California will require businesses to provide workers who are recovering from the coronavirus, or are caring for infected family members, with as much

California will require businesses to provide workers who are recovering from the coronavirus, or are caring for infected family members, with as much as two weeks of supplemental paid sick leave, under a deal announced on Tuesday by Gov. Gavin Newsom and legislative leaders in the state.

The agreement would reinstate a benefit passed by the state in 2021 that expired at the end of September. It was sought by organized labor as the Omicron variant surged, but employers opposed it, saying the benefit would be prohibitively expensive for them.

The state legislature is expected to fast-track a bill to turn the agreement into law. If it is approved, the paid leave requirement would apply to eligible absences between Jan. 1 and Sept. 30 at companies with more than 25 employees. The bill would also restore some business tax credits to help companies absorb the cost of the additional paid time off.

“By extending sick leave to frontline workers with Covid and providing support for California businesses, we can help protect the health of our work force, while also ensuring that businesses and our economy are able to thrive,” Mr. Newsom said in a joint statement with the president pro tem of the State Senate, Toni Atkins, and the speaker of the Assembly, Anthony Rendon.

They added that lawmakers “will continue to work to address additional needs of small businesses through the budget.”

The agreement also calls for funding to bolster coronavirus testing and vaccination in the state and to battle misinformation, they said.

California law requires employers to offer a minimum of three paid sick days a year. When the pandemic hit, the state raised that requirement, exploiting state and federal laws and tax credits to add up to 80 hours of paid sick leave for workers who were infected or were caring for infected relatives.

That expansion was allowed to lapse Sept. 30 after the state reopened, but the advent of new surges in cases prompted calls from labor unions to reinstate it. Businesses struggling with staffing shortages protested that the eligibility threshold for paid time off was too lax, and that giving employees more paid sick leave deterred some from getting vaccinated.

Legislative officials said the new version would, if passed, require employers to offer up to 40 hours of paid sick leave to full-time workers, and extend that by 40 more hours if the worker supplies proof of a positive coronavirus test result. The requirement for part-time workers would be the number of hours the worker typically worked in a week, to start with, and then that same amount again if the worker tests positive.

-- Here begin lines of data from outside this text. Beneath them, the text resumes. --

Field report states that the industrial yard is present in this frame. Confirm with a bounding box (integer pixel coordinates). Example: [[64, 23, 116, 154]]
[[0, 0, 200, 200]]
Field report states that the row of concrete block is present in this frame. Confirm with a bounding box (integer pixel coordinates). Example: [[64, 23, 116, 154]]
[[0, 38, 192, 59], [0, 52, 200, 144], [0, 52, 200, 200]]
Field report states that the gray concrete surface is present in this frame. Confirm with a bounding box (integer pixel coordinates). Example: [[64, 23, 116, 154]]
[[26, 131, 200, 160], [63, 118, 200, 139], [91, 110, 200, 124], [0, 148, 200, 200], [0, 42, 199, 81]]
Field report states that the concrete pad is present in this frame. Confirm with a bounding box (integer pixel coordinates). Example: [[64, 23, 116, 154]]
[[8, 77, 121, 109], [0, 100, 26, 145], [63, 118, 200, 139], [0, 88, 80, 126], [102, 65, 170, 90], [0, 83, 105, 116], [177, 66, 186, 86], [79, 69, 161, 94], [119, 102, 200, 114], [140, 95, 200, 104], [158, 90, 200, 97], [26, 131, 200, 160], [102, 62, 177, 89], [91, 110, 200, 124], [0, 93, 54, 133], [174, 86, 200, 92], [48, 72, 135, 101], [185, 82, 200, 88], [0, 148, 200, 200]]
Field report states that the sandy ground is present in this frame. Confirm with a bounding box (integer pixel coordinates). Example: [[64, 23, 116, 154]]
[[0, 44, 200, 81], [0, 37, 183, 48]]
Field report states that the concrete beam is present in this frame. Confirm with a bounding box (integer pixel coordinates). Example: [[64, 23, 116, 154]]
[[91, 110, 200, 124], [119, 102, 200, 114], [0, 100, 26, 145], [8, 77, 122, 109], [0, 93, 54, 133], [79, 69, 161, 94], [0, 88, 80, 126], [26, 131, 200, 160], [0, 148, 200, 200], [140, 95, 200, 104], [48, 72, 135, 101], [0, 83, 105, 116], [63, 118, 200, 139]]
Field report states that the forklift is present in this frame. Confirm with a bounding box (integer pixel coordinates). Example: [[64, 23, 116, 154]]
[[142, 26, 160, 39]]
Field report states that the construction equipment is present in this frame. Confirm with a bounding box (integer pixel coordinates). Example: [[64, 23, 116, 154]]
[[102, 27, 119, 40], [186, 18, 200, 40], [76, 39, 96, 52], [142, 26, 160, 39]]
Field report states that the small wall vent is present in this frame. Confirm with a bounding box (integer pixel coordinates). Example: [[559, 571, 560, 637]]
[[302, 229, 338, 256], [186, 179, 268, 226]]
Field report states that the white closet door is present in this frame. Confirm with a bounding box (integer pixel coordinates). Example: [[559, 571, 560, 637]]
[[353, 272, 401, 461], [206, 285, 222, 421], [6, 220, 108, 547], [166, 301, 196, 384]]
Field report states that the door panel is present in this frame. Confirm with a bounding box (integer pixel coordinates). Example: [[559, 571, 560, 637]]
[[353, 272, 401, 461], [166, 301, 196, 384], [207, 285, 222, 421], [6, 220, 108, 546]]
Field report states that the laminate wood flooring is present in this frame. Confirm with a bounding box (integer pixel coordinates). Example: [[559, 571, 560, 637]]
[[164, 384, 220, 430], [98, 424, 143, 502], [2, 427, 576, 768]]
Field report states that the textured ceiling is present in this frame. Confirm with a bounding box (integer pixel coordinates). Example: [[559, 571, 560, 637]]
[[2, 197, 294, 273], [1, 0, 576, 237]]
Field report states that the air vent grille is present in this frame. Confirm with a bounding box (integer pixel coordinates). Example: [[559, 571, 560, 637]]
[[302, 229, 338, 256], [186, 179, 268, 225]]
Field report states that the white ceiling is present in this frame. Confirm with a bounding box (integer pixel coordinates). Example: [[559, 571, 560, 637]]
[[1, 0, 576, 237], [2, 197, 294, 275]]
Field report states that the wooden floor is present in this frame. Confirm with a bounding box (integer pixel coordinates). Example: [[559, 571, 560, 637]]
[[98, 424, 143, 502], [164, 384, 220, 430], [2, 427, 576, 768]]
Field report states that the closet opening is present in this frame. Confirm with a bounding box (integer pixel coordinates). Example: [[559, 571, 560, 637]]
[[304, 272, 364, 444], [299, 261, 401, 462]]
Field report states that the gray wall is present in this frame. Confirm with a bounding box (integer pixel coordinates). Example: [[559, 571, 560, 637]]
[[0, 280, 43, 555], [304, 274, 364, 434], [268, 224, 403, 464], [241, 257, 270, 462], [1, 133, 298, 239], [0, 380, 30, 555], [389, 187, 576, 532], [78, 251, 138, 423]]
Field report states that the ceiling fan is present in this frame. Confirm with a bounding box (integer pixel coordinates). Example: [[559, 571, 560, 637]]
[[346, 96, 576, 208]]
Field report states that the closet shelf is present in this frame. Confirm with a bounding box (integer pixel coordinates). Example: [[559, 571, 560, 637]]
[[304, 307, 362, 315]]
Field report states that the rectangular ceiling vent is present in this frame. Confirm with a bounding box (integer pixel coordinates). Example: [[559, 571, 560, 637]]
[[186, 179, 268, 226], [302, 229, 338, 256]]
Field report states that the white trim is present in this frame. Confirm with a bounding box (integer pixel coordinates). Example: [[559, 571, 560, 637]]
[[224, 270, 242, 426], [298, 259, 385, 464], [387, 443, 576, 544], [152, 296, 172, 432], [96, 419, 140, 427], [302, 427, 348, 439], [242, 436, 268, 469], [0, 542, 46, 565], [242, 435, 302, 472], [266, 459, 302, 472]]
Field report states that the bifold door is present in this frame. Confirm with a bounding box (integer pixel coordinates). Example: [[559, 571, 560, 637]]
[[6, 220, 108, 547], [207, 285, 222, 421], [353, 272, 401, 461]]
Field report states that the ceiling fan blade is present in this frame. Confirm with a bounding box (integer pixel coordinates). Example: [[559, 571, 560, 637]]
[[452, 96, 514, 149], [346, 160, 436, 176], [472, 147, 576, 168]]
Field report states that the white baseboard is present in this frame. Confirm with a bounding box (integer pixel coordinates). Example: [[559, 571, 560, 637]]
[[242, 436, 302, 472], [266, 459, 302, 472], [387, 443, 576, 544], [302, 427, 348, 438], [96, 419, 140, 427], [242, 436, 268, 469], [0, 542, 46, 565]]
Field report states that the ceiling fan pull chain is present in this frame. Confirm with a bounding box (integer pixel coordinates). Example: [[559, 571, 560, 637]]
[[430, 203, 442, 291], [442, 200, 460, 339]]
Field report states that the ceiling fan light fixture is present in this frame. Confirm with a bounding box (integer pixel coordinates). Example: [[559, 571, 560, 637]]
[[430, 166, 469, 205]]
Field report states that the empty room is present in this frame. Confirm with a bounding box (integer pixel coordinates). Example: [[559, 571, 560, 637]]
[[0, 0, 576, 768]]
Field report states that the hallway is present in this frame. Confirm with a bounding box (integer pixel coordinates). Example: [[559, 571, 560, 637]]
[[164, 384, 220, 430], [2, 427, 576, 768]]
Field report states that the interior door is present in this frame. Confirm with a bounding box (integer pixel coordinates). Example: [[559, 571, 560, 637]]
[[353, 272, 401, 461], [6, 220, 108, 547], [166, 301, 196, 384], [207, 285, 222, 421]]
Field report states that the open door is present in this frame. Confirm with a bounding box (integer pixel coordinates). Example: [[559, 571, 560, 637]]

California labor leaders applauded the agreement.

“U.F.C.W. members have been risking their lives and the lives of their family members” by reporting for work during the pandemic, Andrea Zinder, president of the Western States Council of the United Food and Commercial Workers, said in a statement.

Rheannon Ramos, a grocery store worker at Stater Bros. in Southern California, added that “the past two years have been filled with new stress after new stress, and today’s announcement means a real relief from shouldering these worries.”